The teaching profession, it grieves me to say, has generated dozens of . . . superstitions — for example, the belief that people with college degrees are educated, . . . For me, the most  perilous of all these superstitions is the belief, expressed in a variety of ways, that the study of literature and other humanistic subjects will result in one’s becoming a more decent, liberal, tolerant, and civilized human being. 

Whenever someone alludes to this balderdash in my presence, I try to remind myself that during the last two decades men with Ph.D.s in the humanities and social sciences, many of them working for the Pentagon, have been responsible for killing more people in any given week than the Mafia has managed since its inception.

On average, the educated and uneducated don't seem to be very different when it comes to basic human values. Knowing more about protons or perfect markets doesn't seem to help in this regard. Education merely enables people to be more resourceful in doing whatever they wanted to do anyway. People with a genuine desire to do the things that we think are  good, caring and helpful are able to do so all the more thanks to a good education.

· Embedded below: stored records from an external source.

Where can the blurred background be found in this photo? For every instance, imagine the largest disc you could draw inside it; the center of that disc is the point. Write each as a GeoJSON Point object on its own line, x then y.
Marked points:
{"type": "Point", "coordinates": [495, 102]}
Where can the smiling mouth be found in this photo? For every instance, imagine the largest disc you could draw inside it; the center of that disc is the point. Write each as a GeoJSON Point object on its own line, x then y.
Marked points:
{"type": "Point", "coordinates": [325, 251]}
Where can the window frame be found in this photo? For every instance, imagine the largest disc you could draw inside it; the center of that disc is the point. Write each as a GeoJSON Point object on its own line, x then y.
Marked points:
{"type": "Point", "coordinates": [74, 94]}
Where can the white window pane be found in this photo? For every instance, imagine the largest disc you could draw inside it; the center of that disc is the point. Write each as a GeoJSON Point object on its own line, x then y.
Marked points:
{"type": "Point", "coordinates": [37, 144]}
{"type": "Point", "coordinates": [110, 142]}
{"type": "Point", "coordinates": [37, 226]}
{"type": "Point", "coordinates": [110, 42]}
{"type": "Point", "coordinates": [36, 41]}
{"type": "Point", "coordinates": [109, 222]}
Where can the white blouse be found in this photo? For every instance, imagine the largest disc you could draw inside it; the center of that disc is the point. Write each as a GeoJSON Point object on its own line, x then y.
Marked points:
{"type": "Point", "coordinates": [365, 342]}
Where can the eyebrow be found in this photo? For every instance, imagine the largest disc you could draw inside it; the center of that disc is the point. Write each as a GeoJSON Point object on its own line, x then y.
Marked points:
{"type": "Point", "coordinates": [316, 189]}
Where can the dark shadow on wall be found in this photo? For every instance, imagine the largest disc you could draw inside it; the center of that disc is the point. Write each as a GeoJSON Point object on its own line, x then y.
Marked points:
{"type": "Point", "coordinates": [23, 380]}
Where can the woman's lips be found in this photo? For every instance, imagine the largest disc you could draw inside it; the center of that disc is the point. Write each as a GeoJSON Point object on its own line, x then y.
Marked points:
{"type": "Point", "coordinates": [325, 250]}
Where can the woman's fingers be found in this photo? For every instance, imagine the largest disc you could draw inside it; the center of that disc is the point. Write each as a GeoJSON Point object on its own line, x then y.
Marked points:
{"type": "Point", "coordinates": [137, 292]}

C S Lewis says in  The Abolition of Man, “Education without values, as useful as it is, seems rather to make man a more clever devil.” 

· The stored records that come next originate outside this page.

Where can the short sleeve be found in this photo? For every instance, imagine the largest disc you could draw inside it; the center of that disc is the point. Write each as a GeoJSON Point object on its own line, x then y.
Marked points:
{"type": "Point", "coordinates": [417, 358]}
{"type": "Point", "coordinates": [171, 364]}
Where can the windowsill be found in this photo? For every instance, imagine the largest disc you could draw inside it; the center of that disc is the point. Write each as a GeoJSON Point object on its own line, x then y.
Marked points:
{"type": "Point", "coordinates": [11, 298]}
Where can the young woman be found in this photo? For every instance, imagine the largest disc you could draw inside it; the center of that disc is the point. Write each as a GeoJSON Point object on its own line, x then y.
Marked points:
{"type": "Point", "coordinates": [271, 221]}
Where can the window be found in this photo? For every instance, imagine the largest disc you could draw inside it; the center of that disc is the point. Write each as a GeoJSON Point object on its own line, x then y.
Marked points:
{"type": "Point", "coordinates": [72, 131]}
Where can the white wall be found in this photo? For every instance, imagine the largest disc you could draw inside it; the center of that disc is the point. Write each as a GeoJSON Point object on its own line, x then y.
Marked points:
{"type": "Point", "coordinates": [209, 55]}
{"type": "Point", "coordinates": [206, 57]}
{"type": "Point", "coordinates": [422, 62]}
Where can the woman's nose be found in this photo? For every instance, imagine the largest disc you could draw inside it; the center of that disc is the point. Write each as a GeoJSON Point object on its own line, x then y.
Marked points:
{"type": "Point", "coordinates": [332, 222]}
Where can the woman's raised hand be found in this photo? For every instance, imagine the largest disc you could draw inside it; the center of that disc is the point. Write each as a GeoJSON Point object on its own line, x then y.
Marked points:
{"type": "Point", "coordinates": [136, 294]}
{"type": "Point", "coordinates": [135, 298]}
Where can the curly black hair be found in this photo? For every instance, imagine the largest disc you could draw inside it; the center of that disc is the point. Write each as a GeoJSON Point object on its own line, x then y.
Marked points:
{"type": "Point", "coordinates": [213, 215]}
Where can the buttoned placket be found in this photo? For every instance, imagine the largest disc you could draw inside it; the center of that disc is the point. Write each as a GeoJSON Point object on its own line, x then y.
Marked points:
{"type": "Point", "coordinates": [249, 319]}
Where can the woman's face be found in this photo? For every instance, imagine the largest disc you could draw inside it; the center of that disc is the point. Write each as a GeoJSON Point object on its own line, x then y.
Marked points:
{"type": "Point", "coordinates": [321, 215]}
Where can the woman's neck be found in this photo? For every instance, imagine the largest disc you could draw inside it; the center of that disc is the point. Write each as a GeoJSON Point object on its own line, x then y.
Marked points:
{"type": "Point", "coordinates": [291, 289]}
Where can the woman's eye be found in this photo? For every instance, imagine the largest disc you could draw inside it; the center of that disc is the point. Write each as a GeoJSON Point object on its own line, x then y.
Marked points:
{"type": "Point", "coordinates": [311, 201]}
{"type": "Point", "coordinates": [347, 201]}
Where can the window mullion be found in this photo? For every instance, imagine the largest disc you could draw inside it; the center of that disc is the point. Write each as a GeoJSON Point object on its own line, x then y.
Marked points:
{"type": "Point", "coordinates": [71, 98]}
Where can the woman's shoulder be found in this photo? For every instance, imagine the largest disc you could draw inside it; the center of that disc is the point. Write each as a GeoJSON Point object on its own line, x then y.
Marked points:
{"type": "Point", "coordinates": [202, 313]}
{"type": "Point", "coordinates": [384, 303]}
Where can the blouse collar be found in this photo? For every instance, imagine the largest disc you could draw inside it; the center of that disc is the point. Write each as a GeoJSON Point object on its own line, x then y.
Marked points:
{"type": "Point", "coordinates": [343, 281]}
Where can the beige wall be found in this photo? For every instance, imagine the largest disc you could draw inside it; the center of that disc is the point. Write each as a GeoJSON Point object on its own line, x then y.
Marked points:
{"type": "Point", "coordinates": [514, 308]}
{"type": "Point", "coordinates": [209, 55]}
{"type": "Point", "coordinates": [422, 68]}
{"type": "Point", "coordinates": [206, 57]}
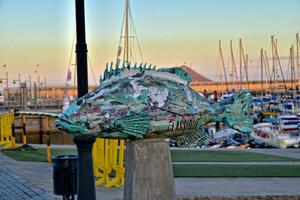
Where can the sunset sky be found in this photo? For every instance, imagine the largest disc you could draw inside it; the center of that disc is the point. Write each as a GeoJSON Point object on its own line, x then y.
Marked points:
{"type": "Point", "coordinates": [171, 32]}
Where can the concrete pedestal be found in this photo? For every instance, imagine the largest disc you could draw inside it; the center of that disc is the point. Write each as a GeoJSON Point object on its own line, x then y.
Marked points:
{"type": "Point", "coordinates": [149, 172]}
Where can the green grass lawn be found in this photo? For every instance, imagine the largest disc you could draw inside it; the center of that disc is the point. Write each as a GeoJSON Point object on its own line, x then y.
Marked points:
{"type": "Point", "coordinates": [39, 155]}
{"type": "Point", "coordinates": [198, 170]}
{"type": "Point", "coordinates": [224, 156]}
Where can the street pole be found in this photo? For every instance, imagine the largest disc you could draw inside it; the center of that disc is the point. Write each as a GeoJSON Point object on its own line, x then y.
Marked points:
{"type": "Point", "coordinates": [84, 144]}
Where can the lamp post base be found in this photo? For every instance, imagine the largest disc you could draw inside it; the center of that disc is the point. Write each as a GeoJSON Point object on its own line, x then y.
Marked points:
{"type": "Point", "coordinates": [85, 173]}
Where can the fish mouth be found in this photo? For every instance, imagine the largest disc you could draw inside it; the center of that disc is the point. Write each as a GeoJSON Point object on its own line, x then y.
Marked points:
{"type": "Point", "coordinates": [64, 124]}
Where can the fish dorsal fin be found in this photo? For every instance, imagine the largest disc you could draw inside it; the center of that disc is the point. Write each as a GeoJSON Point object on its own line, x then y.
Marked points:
{"type": "Point", "coordinates": [181, 73]}
{"type": "Point", "coordinates": [112, 74]}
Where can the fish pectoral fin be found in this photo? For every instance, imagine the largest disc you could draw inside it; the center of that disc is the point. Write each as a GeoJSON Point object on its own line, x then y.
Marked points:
{"type": "Point", "coordinates": [135, 126]}
{"type": "Point", "coordinates": [195, 138]}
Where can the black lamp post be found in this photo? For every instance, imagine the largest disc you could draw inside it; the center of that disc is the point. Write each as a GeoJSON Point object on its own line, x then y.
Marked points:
{"type": "Point", "coordinates": [84, 144]}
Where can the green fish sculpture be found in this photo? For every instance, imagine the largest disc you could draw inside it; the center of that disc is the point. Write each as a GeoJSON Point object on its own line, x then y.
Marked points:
{"type": "Point", "coordinates": [137, 102]}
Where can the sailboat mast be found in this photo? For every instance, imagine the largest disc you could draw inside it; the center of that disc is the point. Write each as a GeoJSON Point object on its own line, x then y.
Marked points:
{"type": "Point", "coordinates": [268, 74]}
{"type": "Point", "coordinates": [234, 73]}
{"type": "Point", "coordinates": [241, 64]}
{"type": "Point", "coordinates": [292, 68]}
{"type": "Point", "coordinates": [297, 57]}
{"type": "Point", "coordinates": [273, 62]}
{"type": "Point", "coordinates": [223, 65]}
{"type": "Point", "coordinates": [126, 39]}
{"type": "Point", "coordinates": [262, 70]}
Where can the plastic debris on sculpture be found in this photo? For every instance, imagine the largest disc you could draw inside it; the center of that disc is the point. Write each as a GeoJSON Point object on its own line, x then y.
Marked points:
{"type": "Point", "coordinates": [137, 102]}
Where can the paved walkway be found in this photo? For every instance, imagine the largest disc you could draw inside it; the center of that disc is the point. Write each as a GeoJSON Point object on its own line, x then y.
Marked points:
{"type": "Point", "coordinates": [239, 163]}
{"type": "Point", "coordinates": [39, 176]}
{"type": "Point", "coordinates": [13, 187]}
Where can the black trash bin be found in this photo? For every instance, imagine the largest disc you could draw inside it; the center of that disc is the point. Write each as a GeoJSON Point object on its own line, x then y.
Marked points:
{"type": "Point", "coordinates": [65, 175]}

The first task of education should be the transmission of ideas of values. It is foolish to put great powers into the hands of people without making sure that they have a reasonable idea of what to do with them. Our mind is already filled with all sorts of ideas and this makes us  think that we know what to do with the immense power that science gives us. Thinking is generally the application of pre-existing ideas to a given situation. In modern times no importance  has been given to the study of the ideas which are used to interpret facts. In Small is Beautiful, E. F. Schumacher writes: 

Economics is being taught without any awareness of the view of human nature that underlies present-day economic theory. In fact, many economists are themselves unaware of the fact that such a view is implicit in their teaching and that nearly all their theories would have to change if that view changed.